According to BlackRock’s 2025 Global Family Office Report, alternative assets make up 42 per cent of family office portfolios—up from 39 per cent in the previous survey. But they may be taking notice of the higher costs involved in making those allocations. “Nearly three-quarters (72%) of family offices cited high fees as a significant challenge to investing in private markets, up from just 40% in our prior survey,” the BlackRock report noted. “For many families, it is an issue not with the compensation model per se, but with value for money.”
Ennis allows that some family offices might be able to do a better job of managing alts than their institutional counterparts can. “Prominent among them would be offices with one or two family members with exceptional talent as investors,” he says.
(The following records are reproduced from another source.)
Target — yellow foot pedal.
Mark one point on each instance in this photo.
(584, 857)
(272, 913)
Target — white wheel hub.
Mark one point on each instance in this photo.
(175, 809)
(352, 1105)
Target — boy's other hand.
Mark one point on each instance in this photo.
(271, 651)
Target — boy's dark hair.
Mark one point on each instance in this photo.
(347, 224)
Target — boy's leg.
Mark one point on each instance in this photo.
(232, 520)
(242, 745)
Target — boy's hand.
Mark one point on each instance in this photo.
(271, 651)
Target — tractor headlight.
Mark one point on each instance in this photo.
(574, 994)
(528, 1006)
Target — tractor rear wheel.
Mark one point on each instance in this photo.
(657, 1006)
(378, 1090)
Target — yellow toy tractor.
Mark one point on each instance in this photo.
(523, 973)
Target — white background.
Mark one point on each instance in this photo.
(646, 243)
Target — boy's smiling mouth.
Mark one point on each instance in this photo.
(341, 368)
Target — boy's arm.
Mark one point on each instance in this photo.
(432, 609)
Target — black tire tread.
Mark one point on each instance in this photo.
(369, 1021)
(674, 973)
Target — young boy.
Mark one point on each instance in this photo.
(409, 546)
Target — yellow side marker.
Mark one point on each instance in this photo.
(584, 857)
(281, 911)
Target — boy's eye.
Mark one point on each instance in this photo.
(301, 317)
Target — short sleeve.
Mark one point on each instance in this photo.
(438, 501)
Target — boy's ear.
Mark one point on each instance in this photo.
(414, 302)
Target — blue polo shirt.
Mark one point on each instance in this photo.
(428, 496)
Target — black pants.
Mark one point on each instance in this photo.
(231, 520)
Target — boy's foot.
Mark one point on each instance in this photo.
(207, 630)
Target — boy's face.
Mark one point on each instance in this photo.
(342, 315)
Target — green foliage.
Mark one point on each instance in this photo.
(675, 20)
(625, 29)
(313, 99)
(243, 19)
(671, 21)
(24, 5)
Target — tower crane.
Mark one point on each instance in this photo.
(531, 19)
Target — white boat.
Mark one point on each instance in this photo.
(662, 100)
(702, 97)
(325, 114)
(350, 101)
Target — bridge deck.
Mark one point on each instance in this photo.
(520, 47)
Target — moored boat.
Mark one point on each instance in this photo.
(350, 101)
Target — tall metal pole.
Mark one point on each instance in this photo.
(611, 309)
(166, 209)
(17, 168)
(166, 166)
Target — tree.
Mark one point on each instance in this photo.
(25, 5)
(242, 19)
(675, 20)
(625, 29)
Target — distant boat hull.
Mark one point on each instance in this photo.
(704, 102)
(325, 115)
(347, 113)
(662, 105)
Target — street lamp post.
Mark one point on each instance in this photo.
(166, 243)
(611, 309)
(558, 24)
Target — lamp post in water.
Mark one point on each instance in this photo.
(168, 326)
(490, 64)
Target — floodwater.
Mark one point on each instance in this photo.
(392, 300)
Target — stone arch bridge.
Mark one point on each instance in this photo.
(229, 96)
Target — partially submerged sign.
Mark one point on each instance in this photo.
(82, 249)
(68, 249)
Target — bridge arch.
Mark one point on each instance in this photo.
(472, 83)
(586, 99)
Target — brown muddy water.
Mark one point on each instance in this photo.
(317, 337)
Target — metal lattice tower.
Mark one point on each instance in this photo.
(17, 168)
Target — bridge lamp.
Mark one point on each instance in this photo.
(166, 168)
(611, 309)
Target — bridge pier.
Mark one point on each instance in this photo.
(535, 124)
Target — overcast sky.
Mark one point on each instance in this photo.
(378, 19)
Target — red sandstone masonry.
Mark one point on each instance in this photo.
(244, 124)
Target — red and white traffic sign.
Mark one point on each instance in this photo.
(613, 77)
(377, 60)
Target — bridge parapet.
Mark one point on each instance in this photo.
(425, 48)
Over the next 10 to 20 years, Ennis says, alt investing will succumb to the gravity of lower demonstrated returns, as institutional investors return to low-cost portfolios of stocks and bonds. Alternative private assets will also begin to drift into the public sphere. “Those assets will enter the financial system as assets of other companies or public companies in their own right,” he adds. “Nature will take care of this.”
Ennis says his goal is to encourage more scrutiny of alternative investments and the net results of investing in them on overall portfolio performance. His best hope for the paper? “That professionals who want to know the truth about alternative investments,” he says, “will have a better understanding of the essential facts.”